Which is to say that, as a 26-year-old graduate student, just as a 12-year-old letter writer, Tom Wolfe was already recognizably himself. He’d also found a lens through which he might view, freshly, all human behavior. He’d gone to Yale with the thought he would study his country by reading its literature and history and economics. He wound up discovering sociology—and especially Max Weber’s writings about the power of status seeking. The lust for status, it seemed to him, explained why otherwise intelligent American writers lost their minds and competed with one another to see just how devoted to the Communist cause they could be. In a funny way, Yale served him extremely well: it gave him a chance to roam and read and bump into new ideas. But he didn’t immediately see that:
“These stupid fucks have turned down namely my dissertation, meaning I will have to stay here about a month longer to delete all the offensive passages and retype the sumitch. They called my brilliant manuscript ‘journalistic’ and ‘reactionary,’ which means I must go through with a blue pencil and strike out all the laughs and anti-Red passages and slip in a little liberal merde, so to speak, just to sweeten it. I’ll discuss with you how stupid all these stupid fucks are when I see you.” [T.W., aged 26, letter to a friend, June 9, 1956.]
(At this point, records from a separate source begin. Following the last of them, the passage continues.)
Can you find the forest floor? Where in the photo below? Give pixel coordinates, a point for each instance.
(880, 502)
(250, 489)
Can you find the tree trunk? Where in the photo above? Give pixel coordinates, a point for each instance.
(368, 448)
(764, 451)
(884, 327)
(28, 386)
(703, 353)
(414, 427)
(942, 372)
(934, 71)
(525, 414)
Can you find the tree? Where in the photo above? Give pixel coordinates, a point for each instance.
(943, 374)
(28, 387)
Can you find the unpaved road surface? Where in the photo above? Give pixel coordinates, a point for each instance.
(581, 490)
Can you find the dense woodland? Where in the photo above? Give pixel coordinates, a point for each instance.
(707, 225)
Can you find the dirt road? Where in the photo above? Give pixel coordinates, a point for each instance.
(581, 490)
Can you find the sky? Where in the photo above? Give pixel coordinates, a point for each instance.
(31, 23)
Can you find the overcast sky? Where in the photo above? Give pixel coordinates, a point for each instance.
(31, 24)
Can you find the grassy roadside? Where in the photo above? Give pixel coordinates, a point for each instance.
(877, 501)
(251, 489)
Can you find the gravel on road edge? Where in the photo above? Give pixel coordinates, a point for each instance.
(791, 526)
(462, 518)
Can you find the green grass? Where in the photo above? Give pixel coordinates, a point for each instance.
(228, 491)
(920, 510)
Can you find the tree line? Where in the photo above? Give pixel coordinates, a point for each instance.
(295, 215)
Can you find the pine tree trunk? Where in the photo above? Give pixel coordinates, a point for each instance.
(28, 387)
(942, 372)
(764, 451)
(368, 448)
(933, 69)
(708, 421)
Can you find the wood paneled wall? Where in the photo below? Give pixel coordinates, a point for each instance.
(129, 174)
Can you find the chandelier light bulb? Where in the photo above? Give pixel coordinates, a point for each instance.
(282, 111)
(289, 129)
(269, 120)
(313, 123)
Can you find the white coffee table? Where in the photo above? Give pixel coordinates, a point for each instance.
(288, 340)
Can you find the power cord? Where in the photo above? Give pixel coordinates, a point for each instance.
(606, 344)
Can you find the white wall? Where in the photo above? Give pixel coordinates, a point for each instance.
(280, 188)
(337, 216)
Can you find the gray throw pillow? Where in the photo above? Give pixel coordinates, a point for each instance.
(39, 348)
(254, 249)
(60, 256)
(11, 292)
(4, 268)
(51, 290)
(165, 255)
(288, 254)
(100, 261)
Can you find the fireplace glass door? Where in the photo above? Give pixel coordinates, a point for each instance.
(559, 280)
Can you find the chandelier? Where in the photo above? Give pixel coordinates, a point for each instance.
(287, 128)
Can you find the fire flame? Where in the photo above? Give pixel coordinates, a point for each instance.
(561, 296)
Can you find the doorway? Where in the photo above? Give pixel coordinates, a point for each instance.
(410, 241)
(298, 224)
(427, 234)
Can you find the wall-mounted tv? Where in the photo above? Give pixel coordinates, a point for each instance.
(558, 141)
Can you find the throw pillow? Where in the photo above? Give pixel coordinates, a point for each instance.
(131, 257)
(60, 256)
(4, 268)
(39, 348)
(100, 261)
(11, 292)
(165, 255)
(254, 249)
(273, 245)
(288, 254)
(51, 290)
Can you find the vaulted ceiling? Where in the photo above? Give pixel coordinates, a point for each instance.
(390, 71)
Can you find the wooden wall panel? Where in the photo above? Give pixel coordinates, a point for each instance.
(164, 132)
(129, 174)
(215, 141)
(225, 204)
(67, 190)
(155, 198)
He re-writes his thesis. He lards it up with academic jargon and creates a phony emotional distance from his material (he refers to “an American writer E. Hemingway”), and it is accepted. Then he flees Yale as fast as he can.
And so the Austrian school student, thinks anti-Keynesian, anti-Krugman, anti-Piketty and anti-econometrics but splatters on paper silly equations to get the nod of the establishment. But will the Austrian school student emerge anti-establishment à la Wolfe once that final paper is handed in, or continue to cower to the establishment like a second-rate hack?

-Robert Wenzel  

1 comment:

  1. The reason that students of Austrian School Economics do not get any respect at establishment universities is because the idea that value, the foundation of economics, is subjective, individually imputed, and context-dependent, not objective, collective, and context-invariant, completely trashes the idea of expert planners, world-saver-activists, messianic bureaucracies, greedy political cronies, and grandiose politicians. Austrian Economics threatens the cowardice of collectivists, mystics, and irrationality fanciers everywhere and "ruins the game" for them. It would end the great confederacy of dunces. If it ever caught on, it would make a ruin of "establishment universities," because these kinds of cons, grifts, and bamboozlement mythologies are the entire stock in trade for these institutions.